Un giorno, nella solutidine del braccio del silenzio (parlare era proibito) buttarono nel buco di fianco al mio un nuovo arrivato. Aspettai di essere sicuro che la guardia fosse scesa al piano di sotto per sussurrare due parole e scoprire che avevano preso un pezzo da novanta. Cupido, maledetti bastardi. Ma non era più il bimbo boccoloso dei bei tempi: ora era un tipo alto e magro, scavato dalla libidine che lo attanagliava perennemente e che lo rendeva un pazzo erotomane abbastanza psicopatico. Incestuoso dalla nascita, ora era diventato il dio della perversione. Tutto sommato, forse, avevano fatto bene a recluderlo, ma era anche vero che era colpa della Nuova Gestione se si era ridotto così.
 
"Hey amico, che ti accusano di aver fatto?" gli bisbigliai.
"Figurati. Reclusione di minorenne e sevizie sessuali. M-ma ci credi?"
Non replicai, ma mi limitai a sorridere. Conoscevo bene quel feticista di Cupido. Di sicuro era stato due settimane a leccare i tacchi di una quindicenne, finchè questa non si era stancata di tenerlo al guinzaglio e lo aveva denunciato al parroco.

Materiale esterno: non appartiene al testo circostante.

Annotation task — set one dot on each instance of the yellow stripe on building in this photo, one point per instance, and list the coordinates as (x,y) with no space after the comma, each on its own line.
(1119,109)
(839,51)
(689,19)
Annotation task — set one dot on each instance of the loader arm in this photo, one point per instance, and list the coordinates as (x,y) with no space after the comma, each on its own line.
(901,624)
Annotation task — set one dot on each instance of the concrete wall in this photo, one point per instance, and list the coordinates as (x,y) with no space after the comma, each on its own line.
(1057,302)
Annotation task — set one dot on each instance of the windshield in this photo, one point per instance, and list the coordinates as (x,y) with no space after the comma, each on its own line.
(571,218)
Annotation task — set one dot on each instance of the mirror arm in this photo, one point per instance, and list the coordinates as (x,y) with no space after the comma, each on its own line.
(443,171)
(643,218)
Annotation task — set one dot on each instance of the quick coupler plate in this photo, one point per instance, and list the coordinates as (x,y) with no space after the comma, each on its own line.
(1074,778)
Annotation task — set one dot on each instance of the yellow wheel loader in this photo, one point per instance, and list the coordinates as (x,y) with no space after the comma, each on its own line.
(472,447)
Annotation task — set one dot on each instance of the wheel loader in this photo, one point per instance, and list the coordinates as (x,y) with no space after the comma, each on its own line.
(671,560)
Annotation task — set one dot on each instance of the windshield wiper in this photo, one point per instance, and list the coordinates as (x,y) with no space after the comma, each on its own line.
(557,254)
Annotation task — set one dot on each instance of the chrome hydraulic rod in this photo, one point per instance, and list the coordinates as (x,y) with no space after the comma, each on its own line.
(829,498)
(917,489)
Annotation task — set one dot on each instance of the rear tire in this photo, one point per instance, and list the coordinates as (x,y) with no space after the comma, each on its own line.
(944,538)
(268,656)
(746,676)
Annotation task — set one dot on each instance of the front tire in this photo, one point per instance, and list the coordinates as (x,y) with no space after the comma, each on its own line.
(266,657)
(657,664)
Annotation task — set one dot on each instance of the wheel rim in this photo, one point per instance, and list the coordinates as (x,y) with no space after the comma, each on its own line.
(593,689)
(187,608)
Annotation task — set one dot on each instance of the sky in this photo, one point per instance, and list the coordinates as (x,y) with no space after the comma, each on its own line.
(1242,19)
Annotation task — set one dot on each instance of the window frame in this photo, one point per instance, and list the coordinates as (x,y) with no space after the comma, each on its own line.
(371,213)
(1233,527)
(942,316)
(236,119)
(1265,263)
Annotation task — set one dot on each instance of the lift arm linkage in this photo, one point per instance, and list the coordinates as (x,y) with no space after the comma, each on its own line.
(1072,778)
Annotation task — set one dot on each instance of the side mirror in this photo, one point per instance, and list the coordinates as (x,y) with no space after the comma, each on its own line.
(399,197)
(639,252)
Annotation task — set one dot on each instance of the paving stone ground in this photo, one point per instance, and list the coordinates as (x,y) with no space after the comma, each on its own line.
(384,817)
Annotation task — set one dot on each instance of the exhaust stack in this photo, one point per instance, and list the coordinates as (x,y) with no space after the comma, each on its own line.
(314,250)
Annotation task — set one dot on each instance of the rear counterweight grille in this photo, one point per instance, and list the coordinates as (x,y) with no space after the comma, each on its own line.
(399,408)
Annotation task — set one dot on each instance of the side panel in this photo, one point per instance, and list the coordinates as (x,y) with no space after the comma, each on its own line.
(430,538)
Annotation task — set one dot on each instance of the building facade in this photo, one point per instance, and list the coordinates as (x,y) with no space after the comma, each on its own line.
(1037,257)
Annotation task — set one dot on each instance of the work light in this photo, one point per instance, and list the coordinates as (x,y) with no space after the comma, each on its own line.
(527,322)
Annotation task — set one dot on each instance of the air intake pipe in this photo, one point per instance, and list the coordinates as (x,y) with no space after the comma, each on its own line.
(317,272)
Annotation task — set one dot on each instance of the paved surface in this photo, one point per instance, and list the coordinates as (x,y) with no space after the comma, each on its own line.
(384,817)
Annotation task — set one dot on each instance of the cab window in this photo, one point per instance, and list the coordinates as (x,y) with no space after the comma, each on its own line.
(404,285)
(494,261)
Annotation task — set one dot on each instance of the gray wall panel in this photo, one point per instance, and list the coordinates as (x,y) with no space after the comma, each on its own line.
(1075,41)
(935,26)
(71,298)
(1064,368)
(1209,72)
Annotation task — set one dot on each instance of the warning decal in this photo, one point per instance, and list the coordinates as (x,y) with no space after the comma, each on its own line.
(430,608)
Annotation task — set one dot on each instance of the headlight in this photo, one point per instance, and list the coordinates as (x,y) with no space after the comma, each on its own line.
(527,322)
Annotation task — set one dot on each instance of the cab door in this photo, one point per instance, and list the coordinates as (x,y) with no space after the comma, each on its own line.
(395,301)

"Non è colpa mia…Io guardo altri uomini della mia età ed io, beh… Io penso a scopare ogni donna che incontro. Ecco, dovunque: in banca, un’estranea…vedo una sull’autobus e penso, come sarà nuda? Chissà se me la posso fare.. Insomma è una follia, io..io… vedo gente che conosco, hanno famiglia, fanno gli avvocati, e non sono così! Ecco: il presidente degli Sati Uiti vuole forse scopare ogni donna che incontra?…uhm, no ho sbagliato esempio. Beh… "
 
Maledetto logorroico. Lo lasciai sfogarsi per diversi minuti finchè non gli feci notare che la guardia stava tornando e si zittì.
"Però che vita di merda…" Fu l’ultima cosa che mi sussurrò prima dell’arrivo del cherubino nella sua divisa bianca.
Il giorno dopo trovarono il suo corpo impiccato. Aveva annodato i lacci delle scarpe alla presa d’aria in alto. Non aveva emesso un gemito… gli era piaciuto di sicuro.